The anguish of the last three weeks has already taken a heavy toll on Lakshmi.
Her face looks drawn and exhausted, and as she sits with a cheap printed
shawl wrapped around her bird-like frame, relatives watch over in case she
suffers yet another fainting fit. She can barely bring herself to eat, and
when someone offers her milk to drink, it goes untouched.
Ask her what she thinks should happen to the men arrested for gang-raping and
murdering her daughter, though, and a sudden steel comes into the
46-year-old's quiet, hesitant voice. "Mercy" is not among the
words that comes forth.
"My soul will never know any rest if the men who tormented my daughter
are not hanged," she says. "If they are not, the idea of them
being in jail, eating and watching television, talking and laughing when my
daughter has gone from this world will eat away at me. Living out the rest
of my life will be very hard if those men are not hanged."

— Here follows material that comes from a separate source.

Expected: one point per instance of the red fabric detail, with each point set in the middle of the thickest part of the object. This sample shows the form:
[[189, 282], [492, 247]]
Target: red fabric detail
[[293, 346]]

That Lakshmi has no interest in leniency is hardly surprising. The killing of
her daughter has caused shockwaves across India, firstly because it
epitomised a culture of sexual violence that has long gone unchallenged, and
secondly because of its sheer, frenzied brutality. Using a tyre iron as a
weapon, the gang beat the 23-year-old student so badly that she died 13 days
later in a hospital in Singapore, having suffered massive internal injuries,
brain damage and a heart attack. Yet her mother's rejection of clemency is
also a way of fulfilling her daughter's dying wish, whispered during one of
her brief bouts of consciousness as she lay in her hospital bed.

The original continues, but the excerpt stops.